With the functions defined above, we can now determine the accuracy of our algorithms. Since we are using this clustering algorithm for classification, accuracy is ultimately the most important metric; however, there are other metrics out there that can be applied directly to the clusters themselves, regardless of the associated labels. Two of these metrics that we will use are inertia and homogeneity. (See the detailed description of homogeneity_score)

Furthermore, earlier we made the assumption that K = 10 was the appropriate number of clusters; however, this might not be the case. Let's fit the K-means clustering algorithm with several different values of K, than evaluate the performance using our metrics.

from sklearn.metrics import accuracy_score
from sklearn.metrics import homogeneity_score
from fastprogress.fastprogress import NBMasterBar, NBProgressBar
def calc_metrics(estimator, data, labels):
    inertia = estimator.inertia_
    homogeneity = homogeneity_score(labels, estimator.labels_)
    return inertia, homogeneity
clusters = [10, 16, 32, 64, 128, 256]

mbar = master_bar(clusters)
mbar.write(['clusters', 'inertia', 'homogenity', 'acc'], table=True)

for n_clusters in mbar:
    for j in progress_bar(range(1), parent=mbar):
        estimator = MiniBatchKMeans(n_clusters=n_clusters)
        estimator.fit(train_x)

        inertia,homo = calc_metrics(estimator, train_x, train_y)
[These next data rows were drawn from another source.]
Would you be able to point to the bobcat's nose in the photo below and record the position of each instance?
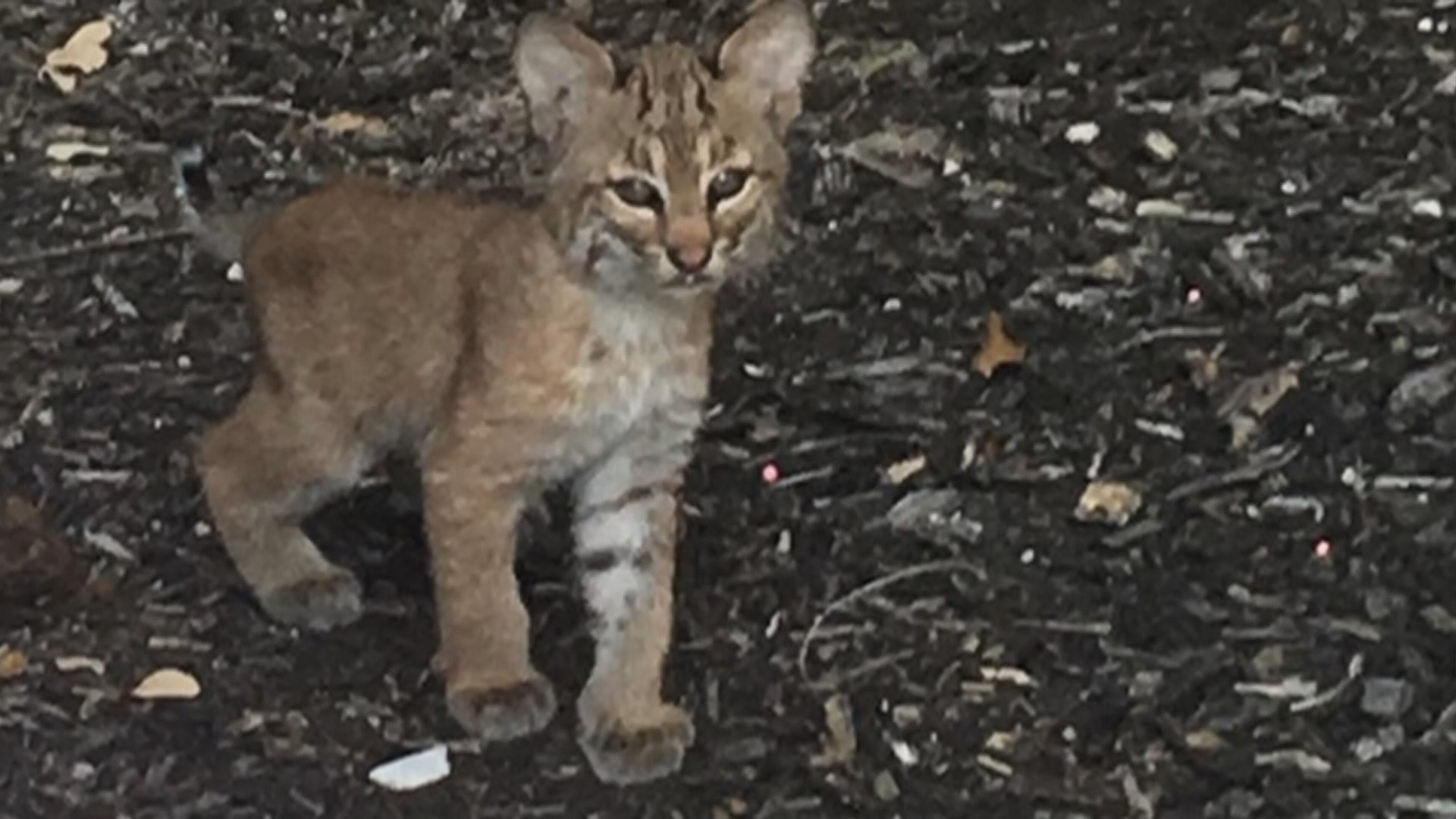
(691, 259)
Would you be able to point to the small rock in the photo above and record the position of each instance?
(1430, 209)
(1222, 79)
(1161, 209)
(1084, 133)
(886, 786)
(902, 471)
(1386, 697)
(906, 716)
(1161, 146)
(413, 771)
(74, 664)
(1107, 199)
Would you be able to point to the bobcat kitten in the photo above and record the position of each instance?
(517, 347)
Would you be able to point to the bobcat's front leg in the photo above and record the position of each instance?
(626, 537)
(475, 480)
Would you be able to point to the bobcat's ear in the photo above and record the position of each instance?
(561, 69)
(767, 58)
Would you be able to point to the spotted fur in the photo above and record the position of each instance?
(511, 349)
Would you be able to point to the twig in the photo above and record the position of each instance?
(1092, 629)
(870, 589)
(1263, 464)
(98, 246)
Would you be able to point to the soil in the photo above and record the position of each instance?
(1235, 300)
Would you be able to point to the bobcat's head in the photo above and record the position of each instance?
(667, 175)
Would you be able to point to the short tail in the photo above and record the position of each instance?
(221, 234)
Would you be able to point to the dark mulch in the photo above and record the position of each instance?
(1269, 635)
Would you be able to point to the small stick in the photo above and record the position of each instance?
(96, 246)
(870, 589)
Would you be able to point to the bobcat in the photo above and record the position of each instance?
(511, 349)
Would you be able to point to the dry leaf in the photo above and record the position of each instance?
(85, 53)
(348, 123)
(168, 684)
(66, 152)
(998, 349)
(1109, 502)
(12, 662)
(840, 744)
(902, 471)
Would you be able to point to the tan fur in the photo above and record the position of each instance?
(513, 349)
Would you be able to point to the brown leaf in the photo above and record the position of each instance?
(168, 684)
(34, 561)
(85, 53)
(840, 744)
(12, 662)
(998, 349)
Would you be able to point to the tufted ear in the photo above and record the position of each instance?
(767, 58)
(561, 69)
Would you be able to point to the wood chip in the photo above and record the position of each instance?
(902, 471)
(1109, 502)
(66, 152)
(168, 684)
(350, 123)
(85, 53)
(840, 741)
(77, 664)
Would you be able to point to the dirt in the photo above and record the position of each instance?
(1269, 634)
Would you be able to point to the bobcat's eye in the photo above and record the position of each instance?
(726, 186)
(637, 193)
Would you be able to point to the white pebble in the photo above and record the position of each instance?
(1427, 207)
(414, 771)
(1084, 133)
(1161, 145)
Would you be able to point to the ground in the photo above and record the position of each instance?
(1219, 231)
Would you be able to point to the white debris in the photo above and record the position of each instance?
(1109, 502)
(1161, 145)
(1448, 85)
(413, 771)
(1294, 757)
(1427, 207)
(1161, 209)
(77, 664)
(168, 684)
(905, 752)
(1107, 199)
(114, 297)
(109, 544)
(1291, 689)
(1084, 133)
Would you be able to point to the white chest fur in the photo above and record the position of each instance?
(634, 369)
        label2cluster = get_label2cluster_mapper(estimator, train_y)
        preds = convert_cluster_to_label(estimator.labels_, label2cluster)
        acc = accuracy_score(train_y, preds)
        mbar.write([f'{n_clusters}', f'{inertia:.2f}', f'{homo:.6f}', f'{acc:.6f}'], table=True)
clusters inertia homogenity acc
10 2025777.12 0.488483 0.553883
16 1745072.75 0.586858 0.647417
32 1562862.75 0.614943 0.660467
64 1326805.25 0.676044 0.712350
128 1390716.25 0.672226 0.710233
256 1089197.25 0.740135 0.771533

As a result, we found out that when the k increases, the accuracy and homogeneity also increases.

Evaluating the test set

test_x = test_x.reshape(len(test_x), -1)
test_x = test_x.astype(np.float32) / 255.0
model = MiniBatchKMeans(n_clusters=36)
model.fit(train_x);
label2cluster = get_label2cluster_mapper(model, train_y)
test_cl = model.predict(test_x)
preds = convert_cluster_to_label(test_cl, label2cluster)
print(preds[:20])
print(test_y[:20])
[5 2 1 1 2 1 0 6 5 7 2 5 7 3 4 1 2 2 8 0]
[9 2 1 1 6 1 4 6 5 7 4 5 7 3 4 1 2 4 8 0]
print(f"Accuracy : {sum(preds == test_y)/len(preds) * 100}%")
Accuracy : 65.48%

Summary

Through this post, I built two K means clustering models for a random generating dataset and Fashion MNIST dataset. The data is first preprocessed with flatten and rescale to 0.0 ~ 1.0, then we use sklearn.cluster.MiniBatchKMeans and sklearn.cluster.KMeans to train and evaluate the model.